Popular Aberdeen vegetarian and vegan coffee house, Foodstory, has launched its own pop-up portable cafe on Aberdeen’s beach promenade.
Located at the Fittie end of the beachfront, owners Lara Bishop and Sandy McKinnon opened the business last week in a bid to help their “mothership” cafe on Thistle Street, which lost around £60,000 last year due to the pandemic.
The business partners purchased the trailer earlier in the year in April and spent three months refurbishing it to turn it into a beach hut that could “handle the north-east weather”.
Picking the former Italian pizza hut trailer up near Sheffield, it took Lara and Sandy a 19-hour round trip to get the Ebay purchase home.
Lara said: “We needed to find something on wheels. We knew it would get battered on the beach so we had to think outside the box.
“We got cladding from Bristol and made it industrial looking – we wanted a container on wheels but it was hard to find.
“We left at 2am and picked it up near Sheffield. We got back at 9pm as our van wouldn’t connect with the trailer for hours. Luckily we got it on the road!
“The idea was to help fund the cafe as it got so badly hit by Covid and we didn’t get support in the first year. We lost around £60,000. We had put money aside to open another cafe but all of that money went into our survival.”
The new arrival wouldn’t have been made possible had Foodstory not received a loan as a result of the pandemic.
This loan is what helped the team purchase the trailer and transform it into the beach hut.

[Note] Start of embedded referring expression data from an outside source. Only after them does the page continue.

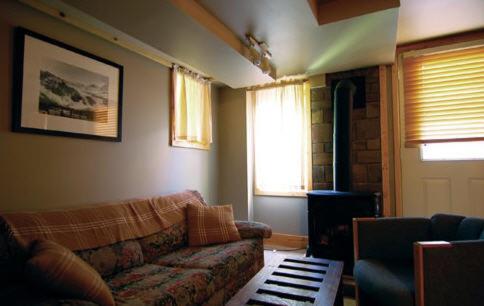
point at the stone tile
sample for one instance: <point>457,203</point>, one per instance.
<point>317,116</point>
<point>373,144</point>
<point>327,115</point>
<point>316,106</point>
<point>359,113</point>
<point>359,173</point>
<point>318,147</point>
<point>368,157</point>
<point>367,129</point>
<point>321,132</point>
<point>372,110</point>
<point>322,159</point>
<point>317,94</point>
<point>358,145</point>
<point>374,173</point>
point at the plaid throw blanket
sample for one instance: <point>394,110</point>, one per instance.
<point>101,225</point>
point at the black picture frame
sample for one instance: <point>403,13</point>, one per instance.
<point>87,104</point>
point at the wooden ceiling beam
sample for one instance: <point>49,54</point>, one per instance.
<point>328,11</point>
<point>205,18</point>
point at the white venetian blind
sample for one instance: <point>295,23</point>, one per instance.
<point>444,96</point>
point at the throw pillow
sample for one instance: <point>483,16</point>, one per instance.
<point>60,270</point>
<point>211,224</point>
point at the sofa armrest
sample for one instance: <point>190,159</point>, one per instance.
<point>388,238</point>
<point>249,229</point>
<point>449,273</point>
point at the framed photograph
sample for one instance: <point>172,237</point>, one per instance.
<point>61,90</point>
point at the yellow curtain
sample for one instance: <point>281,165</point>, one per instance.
<point>192,115</point>
<point>444,96</point>
<point>281,139</point>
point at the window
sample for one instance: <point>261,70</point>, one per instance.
<point>444,99</point>
<point>281,139</point>
<point>191,120</point>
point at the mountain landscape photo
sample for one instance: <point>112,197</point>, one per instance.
<point>72,92</point>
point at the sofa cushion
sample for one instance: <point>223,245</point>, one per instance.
<point>225,261</point>
<point>250,229</point>
<point>158,285</point>
<point>470,229</point>
<point>164,242</point>
<point>113,258</point>
<point>444,227</point>
<point>387,282</point>
<point>211,224</point>
<point>56,268</point>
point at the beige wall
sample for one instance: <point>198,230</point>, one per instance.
<point>43,172</point>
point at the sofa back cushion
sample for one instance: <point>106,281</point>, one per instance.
<point>12,256</point>
<point>164,242</point>
<point>444,226</point>
<point>102,225</point>
<point>108,260</point>
<point>470,229</point>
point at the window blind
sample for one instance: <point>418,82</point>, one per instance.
<point>444,96</point>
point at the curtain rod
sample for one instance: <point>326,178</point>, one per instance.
<point>277,84</point>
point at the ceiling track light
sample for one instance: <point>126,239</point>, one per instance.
<point>259,53</point>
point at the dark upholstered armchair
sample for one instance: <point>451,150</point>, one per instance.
<point>419,261</point>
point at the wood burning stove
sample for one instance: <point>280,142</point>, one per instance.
<point>330,212</point>
<point>330,215</point>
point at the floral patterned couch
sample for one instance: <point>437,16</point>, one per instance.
<point>159,269</point>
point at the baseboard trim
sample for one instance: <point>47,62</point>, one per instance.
<point>286,240</point>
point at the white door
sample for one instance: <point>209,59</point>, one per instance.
<point>430,187</point>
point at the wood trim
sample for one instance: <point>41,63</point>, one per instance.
<point>286,240</point>
<point>336,10</point>
<point>397,142</point>
<point>385,141</point>
<point>313,4</point>
<point>441,41</point>
<point>205,18</point>
<point>106,32</point>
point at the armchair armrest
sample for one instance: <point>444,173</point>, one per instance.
<point>249,229</point>
<point>449,273</point>
<point>388,238</point>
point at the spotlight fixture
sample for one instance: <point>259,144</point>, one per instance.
<point>259,53</point>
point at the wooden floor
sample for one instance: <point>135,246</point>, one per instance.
<point>272,251</point>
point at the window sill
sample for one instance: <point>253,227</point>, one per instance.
<point>294,194</point>
<point>188,144</point>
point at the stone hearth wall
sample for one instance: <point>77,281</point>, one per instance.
<point>365,134</point>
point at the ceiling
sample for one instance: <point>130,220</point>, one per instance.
<point>423,19</point>
<point>297,43</point>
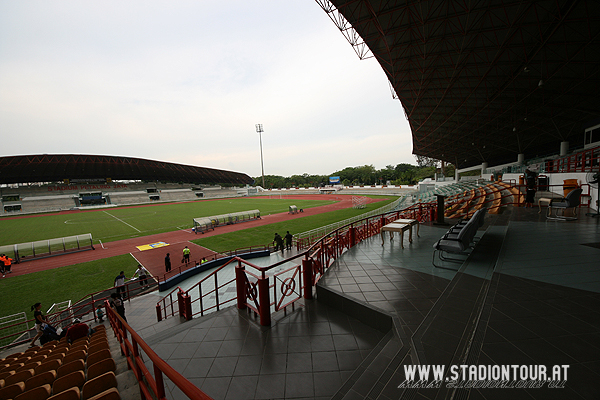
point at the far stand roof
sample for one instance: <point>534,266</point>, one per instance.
<point>483,80</point>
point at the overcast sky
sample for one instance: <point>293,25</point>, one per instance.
<point>186,82</point>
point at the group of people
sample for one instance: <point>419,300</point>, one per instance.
<point>142,274</point>
<point>46,332</point>
<point>184,260</point>
<point>278,241</point>
<point>5,264</point>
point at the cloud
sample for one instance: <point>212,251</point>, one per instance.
<point>186,82</point>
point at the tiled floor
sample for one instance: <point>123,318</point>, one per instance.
<point>528,294</point>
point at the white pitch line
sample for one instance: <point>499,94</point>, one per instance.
<point>118,219</point>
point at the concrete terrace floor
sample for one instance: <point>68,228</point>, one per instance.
<point>528,294</point>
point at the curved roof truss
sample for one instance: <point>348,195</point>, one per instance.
<point>58,167</point>
<point>483,80</point>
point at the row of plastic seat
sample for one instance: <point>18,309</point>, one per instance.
<point>57,371</point>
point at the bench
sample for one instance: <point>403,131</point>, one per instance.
<point>458,239</point>
<point>400,225</point>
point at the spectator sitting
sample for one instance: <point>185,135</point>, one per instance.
<point>77,330</point>
<point>100,314</point>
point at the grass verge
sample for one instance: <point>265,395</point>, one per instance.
<point>71,282</point>
<point>262,235</point>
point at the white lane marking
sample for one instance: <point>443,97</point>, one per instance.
<point>118,219</point>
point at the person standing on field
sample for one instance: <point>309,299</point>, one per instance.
<point>167,262</point>
<point>186,255</point>
<point>120,283</point>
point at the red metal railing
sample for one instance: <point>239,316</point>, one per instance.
<point>266,290</point>
<point>584,161</point>
<point>184,267</point>
<point>151,383</point>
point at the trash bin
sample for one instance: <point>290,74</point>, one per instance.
<point>569,185</point>
<point>543,183</point>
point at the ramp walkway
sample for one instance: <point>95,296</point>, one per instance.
<point>527,295</point>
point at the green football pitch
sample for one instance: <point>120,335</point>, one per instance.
<point>75,281</point>
<point>110,224</point>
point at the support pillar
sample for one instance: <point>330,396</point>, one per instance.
<point>564,148</point>
<point>440,210</point>
<point>240,284</point>
<point>264,305</point>
<point>307,277</point>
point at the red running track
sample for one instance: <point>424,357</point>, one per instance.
<point>176,239</point>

She added: “The cafe is such a massive venue, the only way to keep it sustainable is to have other small cafes around the city and Aberdeenshire. All of the food is produced in this mothership venue and because Cafe Zero which is at Aberdeen University was closed, we needed something else to help.
“We got a loan because of Covid and looked into adding a place at the beach. Buying a cafe was too much money and there was a lot of risk. But the beach hut made sense.
“I live in Fittie and I realised there’s not really local shops there and it got me thinking where residents get sourdough, jam and eggs. Everyone was having to go to big supermarkets. During lockdown everyone wanted to support local so we put something along the promenade so they could get some basics from a local business.
Eight painful months
Putting in an application to the council eight months ago for a space along the beach, it is only now that the firm has clearance to operate.
Open Friday to Sunday from 10am to 3pm, the beach hut joins a range of other businesses who have “popped up” at the beachfront, bringing with it healthier options.
Lara added: “We have sourdough vegan pastries, cruffins from SourCloud, sourdough pain au chocolat and croissants, and then our cinnamon buns.
“We have brownies, carrot cake and all of the other usuals you’d expect to see at the cafe.
“We also have sourdough, focaccia and salads as well, and in winter we’ll look to do toasties and that sort of thing.
“I guess we’re the healthier option at the beach. Most of our products are vegan, and everything else is vegetarian. There’s a lot of gluten-free options too.”
Carting water from one end of town to the other
But the main problem facing Lara and her team is access to running water. With the beach hut not plumbed, a member of staff is carting fresh water to the venue every day.
“It is very different to the cafe as you have to get water for it. There’s no water supply so you have to drag 25 litres of water down the promenade. We’ve had to figure out what to do with the water waste of cleaning things etc.
“We’ve got a guy who works for us who takes the liquid waste and brings it back to the cafe where we can drain it. He was an Uber driver and he will refill it and then bring more water down for us.
“At the moment we’ve got one person at the beach hut. Come September we’ll have a more permanent team down there to run it and the university cafe.”